Telefonun elimde titremesiyle kendime geldim. Yine açık adres atmamış. Diye iç geçirdim. Bunu yaptığıma inanamıyordum ama odaya uğramadan merdivenlere yöneldim. Hiçbirini görmek istemiyordum. Zaten yarım saat sonra onlar da çıkacaktı. Tek isteğim gittiğime pişman etmemeleriydi beni. Ama gitmek zorundaydım. O mavi gözleri yeniden istiyorsam ve çektiğim şeyler, gittiğim yer, o lanet ceset. Bunları onun için çekmemişmiydim? Şimdi bu saçma oyun yüzünden ayağıma gelen fırsatı tepmemeliydim. Aklım ve kalbim de bunu onaylamıştı. O beni bekliyordu. Tekrar buluşacaktım sadece yarım saat içinde, hayalimdeki mavi masalın yorgun prensesiyle. Merdivenlerden indim ve telefonu şimdilik uçak moduna aldım. Kimsenin mesajlarına veya aramalarına maruz kalmak istemiyordum. Siktir… Arabam yanımda değildi. Bahçede hızlı adımlarla ilerledim. Etraf birbirine sülük gibi yapışmış bir şekilde dans eden insanlarla doluydu. Kapının yanında küçük bir kulübe vardı. Kapıyı çalıp beklemeye başladım. Bir süre sonra iri yarı kolları dövme kaplı bir adam kapıyı açtı.

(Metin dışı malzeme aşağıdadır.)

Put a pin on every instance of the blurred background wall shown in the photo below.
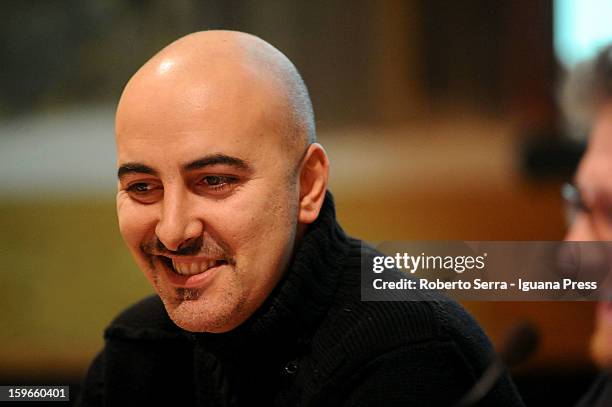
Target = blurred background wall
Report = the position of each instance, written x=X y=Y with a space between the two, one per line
x=439 y=118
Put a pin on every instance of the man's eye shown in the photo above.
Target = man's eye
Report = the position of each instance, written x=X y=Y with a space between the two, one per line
x=139 y=188
x=145 y=192
x=217 y=182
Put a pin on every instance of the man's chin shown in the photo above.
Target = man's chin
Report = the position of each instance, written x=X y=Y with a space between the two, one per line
x=199 y=315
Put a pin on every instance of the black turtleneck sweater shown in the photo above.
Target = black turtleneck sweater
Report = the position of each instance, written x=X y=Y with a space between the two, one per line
x=312 y=343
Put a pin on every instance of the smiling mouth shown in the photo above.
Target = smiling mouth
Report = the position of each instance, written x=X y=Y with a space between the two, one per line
x=191 y=268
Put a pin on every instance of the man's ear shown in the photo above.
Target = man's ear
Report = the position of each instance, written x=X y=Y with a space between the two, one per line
x=313 y=183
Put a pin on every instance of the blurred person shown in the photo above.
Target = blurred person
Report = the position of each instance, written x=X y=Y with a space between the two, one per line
x=587 y=101
x=222 y=200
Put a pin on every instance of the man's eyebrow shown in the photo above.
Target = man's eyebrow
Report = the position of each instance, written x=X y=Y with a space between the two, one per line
x=129 y=168
x=217 y=159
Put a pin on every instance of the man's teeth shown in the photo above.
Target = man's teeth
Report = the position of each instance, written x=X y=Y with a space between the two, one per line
x=193 y=267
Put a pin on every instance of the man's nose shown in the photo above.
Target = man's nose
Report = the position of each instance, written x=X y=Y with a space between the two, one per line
x=178 y=221
x=581 y=229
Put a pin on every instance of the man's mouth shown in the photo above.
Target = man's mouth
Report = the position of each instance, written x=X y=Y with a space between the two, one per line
x=192 y=266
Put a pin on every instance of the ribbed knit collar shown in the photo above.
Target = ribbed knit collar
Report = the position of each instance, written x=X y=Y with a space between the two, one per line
x=304 y=294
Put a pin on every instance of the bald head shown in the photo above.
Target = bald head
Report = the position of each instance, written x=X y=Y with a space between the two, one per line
x=225 y=70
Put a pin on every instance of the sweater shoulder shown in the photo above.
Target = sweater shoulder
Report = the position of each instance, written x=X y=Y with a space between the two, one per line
x=375 y=327
x=146 y=319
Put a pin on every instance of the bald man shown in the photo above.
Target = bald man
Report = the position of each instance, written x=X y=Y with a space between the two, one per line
x=222 y=200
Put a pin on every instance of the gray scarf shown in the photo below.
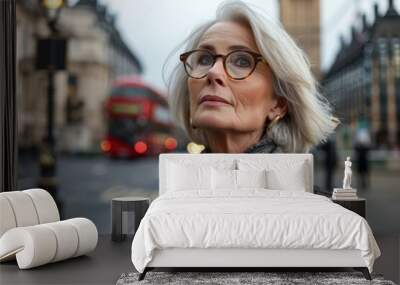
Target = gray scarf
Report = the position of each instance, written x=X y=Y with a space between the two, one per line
x=264 y=145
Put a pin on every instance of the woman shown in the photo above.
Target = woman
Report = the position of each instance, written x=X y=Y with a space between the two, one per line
x=243 y=85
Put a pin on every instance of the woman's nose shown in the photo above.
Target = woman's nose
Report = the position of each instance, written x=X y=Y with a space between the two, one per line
x=217 y=73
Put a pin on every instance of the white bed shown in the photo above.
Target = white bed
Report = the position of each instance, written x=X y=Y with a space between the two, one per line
x=247 y=226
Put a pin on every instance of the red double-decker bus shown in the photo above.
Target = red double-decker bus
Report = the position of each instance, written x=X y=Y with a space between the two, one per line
x=139 y=123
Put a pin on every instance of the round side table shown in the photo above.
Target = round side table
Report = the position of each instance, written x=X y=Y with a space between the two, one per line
x=126 y=214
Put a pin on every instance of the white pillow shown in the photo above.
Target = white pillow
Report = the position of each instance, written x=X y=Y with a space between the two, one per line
x=251 y=178
x=223 y=179
x=293 y=180
x=181 y=177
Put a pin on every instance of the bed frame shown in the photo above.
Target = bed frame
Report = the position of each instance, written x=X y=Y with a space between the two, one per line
x=250 y=259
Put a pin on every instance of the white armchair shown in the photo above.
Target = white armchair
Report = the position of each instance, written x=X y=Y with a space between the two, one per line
x=31 y=230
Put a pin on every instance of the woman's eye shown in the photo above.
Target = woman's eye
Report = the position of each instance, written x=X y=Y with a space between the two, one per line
x=204 y=60
x=242 y=62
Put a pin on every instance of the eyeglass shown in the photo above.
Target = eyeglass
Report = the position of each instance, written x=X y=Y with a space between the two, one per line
x=238 y=64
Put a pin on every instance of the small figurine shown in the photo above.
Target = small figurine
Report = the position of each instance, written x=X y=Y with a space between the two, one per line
x=347 y=174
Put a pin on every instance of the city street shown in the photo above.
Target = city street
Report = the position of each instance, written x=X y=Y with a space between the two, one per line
x=88 y=183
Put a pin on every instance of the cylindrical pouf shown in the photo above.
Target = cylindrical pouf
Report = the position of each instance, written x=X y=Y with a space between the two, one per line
x=34 y=245
x=40 y=244
x=7 y=218
x=126 y=214
x=87 y=233
x=23 y=208
x=67 y=240
x=45 y=205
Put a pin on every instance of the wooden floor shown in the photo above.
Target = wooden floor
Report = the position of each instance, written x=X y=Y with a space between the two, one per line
x=110 y=259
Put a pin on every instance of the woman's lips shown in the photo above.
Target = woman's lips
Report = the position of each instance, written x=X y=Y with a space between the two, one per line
x=213 y=100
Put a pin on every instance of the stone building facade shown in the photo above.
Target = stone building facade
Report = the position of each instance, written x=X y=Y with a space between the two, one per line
x=363 y=83
x=96 y=55
x=301 y=19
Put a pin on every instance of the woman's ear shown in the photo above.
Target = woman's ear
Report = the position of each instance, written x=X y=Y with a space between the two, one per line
x=280 y=108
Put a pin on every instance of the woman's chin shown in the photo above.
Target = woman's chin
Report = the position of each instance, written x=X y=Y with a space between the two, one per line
x=211 y=124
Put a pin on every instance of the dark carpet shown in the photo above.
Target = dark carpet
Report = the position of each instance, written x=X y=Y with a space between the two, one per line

“Kapıyı açar mısınız? Çıkmam gerekiyor.”
“Davetiyeyi okumadın mı genç?” diye tersledi.
“Kapıyı aç. Çıkmam gerekiyor dedim sana.”
“Kapıyı aç, Cem. Kays Bey çıkabilir.” Dedi arkadan biri. Başımı biraz eğdiğimde bunun o girişteki adam olduğunu fark ettim. Niye böyle bir şey yaptığı umrumda değildi. Tek isteğim çıkıp gitmekti.
“Şuradan çıkabilirsiniz.” Dedi dövmeli adam huysuzlanmış bir şekilde, arkasında duran kapıyı göstererek. Adamla göz göze gelmemeye dikkat ederek çıktım. Huzura bu kadar yaklaşmışken şimdi bununla uğraşamazdım.
“Bana bir taksi çağırabilir misiniz?”
“Şu köşede durak var. 3 dakikada ulaşırsın yürüyerek.” Koşar adımlarla yürümeye başladım. Aynı anda cüzdanımı alıp almadığımı kontrol ettim. Nakit yeterince yoktu Kırmızı Lotus için ama bir şekilde halledebilirdim. Çok yaklaşmıştım… Hemen sıradaki taksiye bindim ve adresi verdim. Trafik yoksa 20 dakika içinde orada olabilirdim.
“Yol kapalıysa başka bir yerden gidelim abi.”
“Bugün kapalı olur. Yılbaşından dolayı.” Lanet olsun. Tamamen aklımdan çıkmıştı.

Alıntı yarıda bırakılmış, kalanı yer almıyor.